In his article, Bai wrote that when food was scarce in his childhood, women and children only ate at weddings and New Year banquets after the men and guests have finished. He even alleged that this was the basis of the custom that guests must only eat only one side of the fish, so as to save the other side for women and children to eat (along with the other leftovers) when they take their turn at the table.

“There was an interminable wait to eat the underside of the fish, because the men would drink for hours,” Bai wrote. “The taste of tobacco and liquor mixed in with the dishes is an inerasable memory from my childhood.”

Women and children may no longer have to eat leftovers, but do often sit at a separate table or even in a separate room. In Netease’s survey, only 5.8 percent of respondents said that women in their families did not eat at the table at all; but 35.8 percent said they ate apart from the main table.

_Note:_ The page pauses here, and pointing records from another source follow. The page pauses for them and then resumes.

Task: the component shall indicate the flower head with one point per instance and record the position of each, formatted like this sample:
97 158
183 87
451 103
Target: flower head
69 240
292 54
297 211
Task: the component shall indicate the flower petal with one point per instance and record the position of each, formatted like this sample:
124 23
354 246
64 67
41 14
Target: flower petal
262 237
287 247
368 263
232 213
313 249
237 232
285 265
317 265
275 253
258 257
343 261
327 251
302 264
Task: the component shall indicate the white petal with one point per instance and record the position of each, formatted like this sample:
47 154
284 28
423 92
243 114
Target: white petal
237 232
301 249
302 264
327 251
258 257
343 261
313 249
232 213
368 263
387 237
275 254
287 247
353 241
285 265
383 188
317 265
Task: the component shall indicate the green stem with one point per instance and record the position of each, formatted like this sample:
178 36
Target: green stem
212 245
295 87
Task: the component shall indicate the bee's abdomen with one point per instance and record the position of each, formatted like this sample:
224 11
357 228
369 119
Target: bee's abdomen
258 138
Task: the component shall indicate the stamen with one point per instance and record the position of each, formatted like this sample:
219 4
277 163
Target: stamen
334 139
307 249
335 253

The custom still has its defenders: Over 60 percent of Netease respondents were against or unsure about challenging traditional divisions at home. Actress Cheng recommended that guests “do as the Romans do” and respect the host’s customs. Commenters on a Douban thread justified the custom as a separation not based on gender, but a division of drinkers and non-drinkers; or argue that women and men discuss different topics at the table, and will feel more comfortable sitting with their own gender.

Bai believes China still has a long way to go toward improving the situation, as the public’s overall awareness of gender stereotyping is low. “Many people only consider the problem at the individual level, such as feeling bad that their mother have to cook so much, or that the smoking and drinking at the main table are so unpleasant for the women,” he says.

“Realizing the idea that women have be the ones to cook and watch the children, or that men will want to drink while women definitely will not, are related to a broader framework of gender discrimination—that’s a whole other level of consciousness.”